Имя «Фик» явно ассоциируется и с немецким «Fihte» (ель), и с немецким «Feh» (беличья шкурка, беличий мех), и с немецким же «Fix» (проворный, ловкий). Но всё же чувствовалась в этих ассоциациях если не натяжка, то случайность. Слишком уж мелка, при всей её сверхтипичности, фигура Фика, чтобы играть ключевую роль в системе символических образов пушкинской сказки. Да и не имел Генрих фон Фик прямого отношения к собственно денежным делам страны. Скорее уж тут были бы уместны ведущие экономисты той эпохи, советники Петра I по финансовым вопросам (иноземные или отечественные, вроде А. Курбатова). А с учётом и их «мелковатости», ещё уместнее здесь выглядели бы уже не отдельно взятые личности, а само экономическое правительство Петра I (Большая казна, переимнованная в начале XVIII в. в Камер-коллегию).

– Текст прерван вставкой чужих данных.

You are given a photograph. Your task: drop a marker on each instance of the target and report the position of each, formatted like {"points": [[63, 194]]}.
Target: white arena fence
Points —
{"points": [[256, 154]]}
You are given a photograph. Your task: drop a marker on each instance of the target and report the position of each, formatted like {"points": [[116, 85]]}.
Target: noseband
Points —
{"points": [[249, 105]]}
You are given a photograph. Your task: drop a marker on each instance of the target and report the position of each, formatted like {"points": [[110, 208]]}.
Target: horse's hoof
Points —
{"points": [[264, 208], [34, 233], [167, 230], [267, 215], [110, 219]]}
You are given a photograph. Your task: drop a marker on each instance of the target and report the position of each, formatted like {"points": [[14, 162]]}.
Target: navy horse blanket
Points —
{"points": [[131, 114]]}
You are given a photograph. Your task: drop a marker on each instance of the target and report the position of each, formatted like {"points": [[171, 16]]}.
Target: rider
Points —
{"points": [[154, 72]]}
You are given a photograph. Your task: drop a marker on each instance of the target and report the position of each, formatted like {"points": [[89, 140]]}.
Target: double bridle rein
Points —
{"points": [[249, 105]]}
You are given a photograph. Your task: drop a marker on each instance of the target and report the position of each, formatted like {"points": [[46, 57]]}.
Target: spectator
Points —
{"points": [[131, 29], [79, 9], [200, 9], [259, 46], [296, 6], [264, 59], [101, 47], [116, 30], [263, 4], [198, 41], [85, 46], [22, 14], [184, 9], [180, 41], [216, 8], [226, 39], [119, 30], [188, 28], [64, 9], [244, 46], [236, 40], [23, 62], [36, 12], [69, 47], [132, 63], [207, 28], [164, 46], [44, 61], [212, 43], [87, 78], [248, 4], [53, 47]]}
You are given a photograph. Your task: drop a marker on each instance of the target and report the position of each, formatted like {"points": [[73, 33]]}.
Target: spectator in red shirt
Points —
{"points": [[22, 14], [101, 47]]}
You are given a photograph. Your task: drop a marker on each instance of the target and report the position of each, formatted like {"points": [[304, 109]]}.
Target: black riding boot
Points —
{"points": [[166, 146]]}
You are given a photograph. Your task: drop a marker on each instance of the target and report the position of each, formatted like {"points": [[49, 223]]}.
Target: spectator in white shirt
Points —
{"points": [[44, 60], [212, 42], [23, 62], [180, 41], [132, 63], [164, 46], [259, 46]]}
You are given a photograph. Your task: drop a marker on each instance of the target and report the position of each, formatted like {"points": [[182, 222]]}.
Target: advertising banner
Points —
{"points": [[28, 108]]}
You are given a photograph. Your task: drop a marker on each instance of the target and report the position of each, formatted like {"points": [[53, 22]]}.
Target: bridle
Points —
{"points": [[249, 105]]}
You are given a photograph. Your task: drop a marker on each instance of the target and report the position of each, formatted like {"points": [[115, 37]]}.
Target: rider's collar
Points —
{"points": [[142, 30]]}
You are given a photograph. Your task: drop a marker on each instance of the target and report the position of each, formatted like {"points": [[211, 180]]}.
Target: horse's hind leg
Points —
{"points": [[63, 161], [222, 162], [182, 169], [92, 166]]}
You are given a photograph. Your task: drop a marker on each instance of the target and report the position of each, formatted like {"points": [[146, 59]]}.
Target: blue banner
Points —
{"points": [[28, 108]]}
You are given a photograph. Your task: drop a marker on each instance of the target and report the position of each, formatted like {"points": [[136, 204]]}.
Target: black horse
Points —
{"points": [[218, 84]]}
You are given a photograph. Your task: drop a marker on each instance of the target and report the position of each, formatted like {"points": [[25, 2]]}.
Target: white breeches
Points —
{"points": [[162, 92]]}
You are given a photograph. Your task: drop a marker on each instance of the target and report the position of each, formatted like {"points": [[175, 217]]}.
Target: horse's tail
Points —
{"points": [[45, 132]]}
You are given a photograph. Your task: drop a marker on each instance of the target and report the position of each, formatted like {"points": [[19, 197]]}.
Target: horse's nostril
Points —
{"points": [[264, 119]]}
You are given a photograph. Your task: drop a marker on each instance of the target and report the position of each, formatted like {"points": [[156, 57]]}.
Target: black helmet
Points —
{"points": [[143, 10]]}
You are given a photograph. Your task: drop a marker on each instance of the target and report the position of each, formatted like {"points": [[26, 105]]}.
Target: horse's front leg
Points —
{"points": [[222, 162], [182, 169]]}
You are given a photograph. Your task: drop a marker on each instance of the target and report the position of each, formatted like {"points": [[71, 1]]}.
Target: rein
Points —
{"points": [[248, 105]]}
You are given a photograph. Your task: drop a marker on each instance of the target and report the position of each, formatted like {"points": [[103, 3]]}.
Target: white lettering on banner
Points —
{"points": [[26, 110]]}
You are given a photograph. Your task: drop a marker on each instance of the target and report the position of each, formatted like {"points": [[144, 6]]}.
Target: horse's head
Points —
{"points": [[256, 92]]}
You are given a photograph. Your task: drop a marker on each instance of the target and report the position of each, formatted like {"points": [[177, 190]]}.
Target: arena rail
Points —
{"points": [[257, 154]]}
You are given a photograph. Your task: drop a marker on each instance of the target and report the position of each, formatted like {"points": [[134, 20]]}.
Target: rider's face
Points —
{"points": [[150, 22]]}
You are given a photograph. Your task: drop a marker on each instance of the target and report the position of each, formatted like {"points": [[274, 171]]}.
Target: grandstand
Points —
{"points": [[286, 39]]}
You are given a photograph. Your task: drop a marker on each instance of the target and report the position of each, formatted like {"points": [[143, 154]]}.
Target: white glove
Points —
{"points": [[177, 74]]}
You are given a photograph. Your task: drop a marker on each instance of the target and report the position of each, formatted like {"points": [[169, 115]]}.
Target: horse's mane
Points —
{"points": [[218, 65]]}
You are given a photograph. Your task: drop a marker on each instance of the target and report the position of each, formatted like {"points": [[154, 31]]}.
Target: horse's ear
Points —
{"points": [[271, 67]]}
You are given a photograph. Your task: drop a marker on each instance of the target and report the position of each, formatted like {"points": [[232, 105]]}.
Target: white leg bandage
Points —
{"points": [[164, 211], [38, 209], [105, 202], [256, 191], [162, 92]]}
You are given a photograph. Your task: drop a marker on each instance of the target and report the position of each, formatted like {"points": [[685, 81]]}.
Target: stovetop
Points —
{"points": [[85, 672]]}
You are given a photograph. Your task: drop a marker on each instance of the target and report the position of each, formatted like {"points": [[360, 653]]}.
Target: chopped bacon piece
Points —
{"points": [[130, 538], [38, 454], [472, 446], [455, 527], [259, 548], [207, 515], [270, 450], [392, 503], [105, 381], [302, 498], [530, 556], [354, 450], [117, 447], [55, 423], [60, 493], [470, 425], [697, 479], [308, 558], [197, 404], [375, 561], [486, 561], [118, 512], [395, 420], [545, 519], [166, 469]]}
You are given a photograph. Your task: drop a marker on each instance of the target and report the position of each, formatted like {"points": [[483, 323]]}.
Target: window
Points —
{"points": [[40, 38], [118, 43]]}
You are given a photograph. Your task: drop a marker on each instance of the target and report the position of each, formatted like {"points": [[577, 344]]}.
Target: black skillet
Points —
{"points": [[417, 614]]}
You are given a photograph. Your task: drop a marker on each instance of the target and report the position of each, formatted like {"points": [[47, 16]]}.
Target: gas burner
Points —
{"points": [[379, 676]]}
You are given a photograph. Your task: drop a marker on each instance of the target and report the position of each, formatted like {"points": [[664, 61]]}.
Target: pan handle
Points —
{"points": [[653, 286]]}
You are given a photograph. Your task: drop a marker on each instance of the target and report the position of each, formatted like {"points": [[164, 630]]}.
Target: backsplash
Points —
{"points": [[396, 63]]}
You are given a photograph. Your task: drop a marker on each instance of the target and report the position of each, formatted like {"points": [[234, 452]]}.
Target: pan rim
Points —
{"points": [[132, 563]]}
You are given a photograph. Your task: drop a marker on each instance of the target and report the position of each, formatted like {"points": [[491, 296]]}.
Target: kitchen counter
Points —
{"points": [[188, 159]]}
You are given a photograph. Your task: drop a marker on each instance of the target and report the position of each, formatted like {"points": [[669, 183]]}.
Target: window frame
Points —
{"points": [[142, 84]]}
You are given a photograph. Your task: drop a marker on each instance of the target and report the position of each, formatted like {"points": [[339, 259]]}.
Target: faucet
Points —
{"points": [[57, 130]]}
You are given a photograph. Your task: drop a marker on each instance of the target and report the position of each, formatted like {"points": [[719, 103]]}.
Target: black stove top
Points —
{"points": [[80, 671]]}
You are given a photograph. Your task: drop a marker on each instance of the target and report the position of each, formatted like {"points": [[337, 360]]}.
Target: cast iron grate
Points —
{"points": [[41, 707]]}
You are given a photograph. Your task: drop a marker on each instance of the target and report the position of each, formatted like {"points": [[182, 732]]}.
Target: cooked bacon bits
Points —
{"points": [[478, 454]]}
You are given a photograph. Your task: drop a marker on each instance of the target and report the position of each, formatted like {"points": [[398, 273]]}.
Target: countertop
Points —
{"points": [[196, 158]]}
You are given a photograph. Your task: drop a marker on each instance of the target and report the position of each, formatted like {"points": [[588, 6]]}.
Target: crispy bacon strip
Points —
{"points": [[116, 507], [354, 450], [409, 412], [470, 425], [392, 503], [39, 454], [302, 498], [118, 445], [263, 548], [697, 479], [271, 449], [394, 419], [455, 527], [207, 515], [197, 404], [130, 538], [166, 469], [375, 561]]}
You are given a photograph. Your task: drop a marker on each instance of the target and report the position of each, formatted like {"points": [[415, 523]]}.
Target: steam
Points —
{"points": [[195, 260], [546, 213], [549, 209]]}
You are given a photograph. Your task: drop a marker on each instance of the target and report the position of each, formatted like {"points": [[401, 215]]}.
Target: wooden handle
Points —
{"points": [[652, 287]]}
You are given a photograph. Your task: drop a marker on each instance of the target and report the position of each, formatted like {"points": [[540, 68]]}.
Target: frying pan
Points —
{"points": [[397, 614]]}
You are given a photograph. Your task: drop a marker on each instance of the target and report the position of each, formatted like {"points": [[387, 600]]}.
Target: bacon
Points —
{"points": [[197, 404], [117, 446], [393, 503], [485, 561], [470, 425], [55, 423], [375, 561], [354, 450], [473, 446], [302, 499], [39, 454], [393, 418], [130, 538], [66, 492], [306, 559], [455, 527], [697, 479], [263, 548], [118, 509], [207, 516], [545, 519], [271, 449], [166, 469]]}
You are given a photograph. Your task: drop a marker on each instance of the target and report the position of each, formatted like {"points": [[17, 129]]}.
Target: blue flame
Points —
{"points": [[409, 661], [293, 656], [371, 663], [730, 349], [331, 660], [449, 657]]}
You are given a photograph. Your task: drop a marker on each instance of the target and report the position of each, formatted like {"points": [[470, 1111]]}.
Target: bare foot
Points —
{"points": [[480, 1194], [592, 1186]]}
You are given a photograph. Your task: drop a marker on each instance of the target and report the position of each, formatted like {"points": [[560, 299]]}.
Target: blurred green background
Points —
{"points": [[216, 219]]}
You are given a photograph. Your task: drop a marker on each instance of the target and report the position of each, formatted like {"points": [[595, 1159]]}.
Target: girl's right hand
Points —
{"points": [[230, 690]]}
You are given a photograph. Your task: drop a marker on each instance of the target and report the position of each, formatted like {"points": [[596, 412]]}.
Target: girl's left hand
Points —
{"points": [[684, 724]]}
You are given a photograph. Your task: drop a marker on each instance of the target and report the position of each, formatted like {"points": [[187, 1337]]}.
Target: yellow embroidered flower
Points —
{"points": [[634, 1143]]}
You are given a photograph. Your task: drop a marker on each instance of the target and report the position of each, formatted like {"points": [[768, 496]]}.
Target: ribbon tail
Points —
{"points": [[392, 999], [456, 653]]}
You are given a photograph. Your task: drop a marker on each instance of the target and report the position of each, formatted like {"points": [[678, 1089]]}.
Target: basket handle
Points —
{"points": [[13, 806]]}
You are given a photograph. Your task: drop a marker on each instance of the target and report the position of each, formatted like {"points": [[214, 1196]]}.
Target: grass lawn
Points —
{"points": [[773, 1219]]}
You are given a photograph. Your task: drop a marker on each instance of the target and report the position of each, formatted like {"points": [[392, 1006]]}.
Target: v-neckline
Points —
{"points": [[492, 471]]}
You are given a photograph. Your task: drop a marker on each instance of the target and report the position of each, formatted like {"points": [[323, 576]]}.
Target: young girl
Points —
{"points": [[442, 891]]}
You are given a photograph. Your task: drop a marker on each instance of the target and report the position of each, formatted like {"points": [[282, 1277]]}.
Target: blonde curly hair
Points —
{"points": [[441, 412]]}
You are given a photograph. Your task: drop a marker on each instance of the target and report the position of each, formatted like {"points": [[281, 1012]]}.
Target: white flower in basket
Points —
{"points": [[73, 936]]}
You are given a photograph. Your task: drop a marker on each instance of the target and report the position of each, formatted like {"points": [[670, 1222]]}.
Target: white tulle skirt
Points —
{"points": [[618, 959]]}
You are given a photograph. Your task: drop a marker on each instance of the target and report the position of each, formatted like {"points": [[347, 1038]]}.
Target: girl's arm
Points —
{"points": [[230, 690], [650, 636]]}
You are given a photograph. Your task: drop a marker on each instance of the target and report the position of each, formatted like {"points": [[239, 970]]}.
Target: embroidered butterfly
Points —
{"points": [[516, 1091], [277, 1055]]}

Но что такое «экономическое правительство», как не «принцип его функционирования»? А принцип этот был, как уже говорилось выше, меркантилистский, что заставило меня вернуться к данной теории и практике снова, но уже всерьёз.
Меркантилизм начала XVIII в. – это такая экономическая политика, которую характеризует активное вмешательство государства в хозяйственную жизнь страны. Вмешательство выражается в опеке над национальной экономикой, отсюда – «Слуги белку берегут, Служат ей прислугой разной». А опека подкрепляется всей военной мощью государства, отсюда – «Отдаёт ей войско честь». Но для полноценной опеки нужны развязанные в материальном отношении руки; вот почему в меркантилизме такое внимание уделяется вопросам упорядочения подушной подати, то есть увеличения количества и качества «белкиных орешков». С другой стороны, меркантилисты уже знают, что национальное богатство страны выразимо не только в деньгах, но и в подлежащих обмену на деньги продуктах производства; вот почему «орешки» состоят не только из «золотых скорлупок», но и из «изумрудных ядер». В отличие от ранних меркантилистов XVI – первой половины XVII в., поздние меркантилисты уже не запрещают вывоз из страны золотой и серебряной валюты, поэтому «Из скорлупок льют монету, Да пускают в ход по свету». А взгляд поздних меркантилистов на прибыль как на запас продуктов, который остаётся после удовлетворения внутренних потребностей страны и который должен затем на внешнем рынке превратиться в деньги, объясняет особенно бережное отношение белки к изумрудам: «Девки сыплют изумруд В кладовую, да под спуд»; «Изумрудец вынимает И в мешочек опускает…».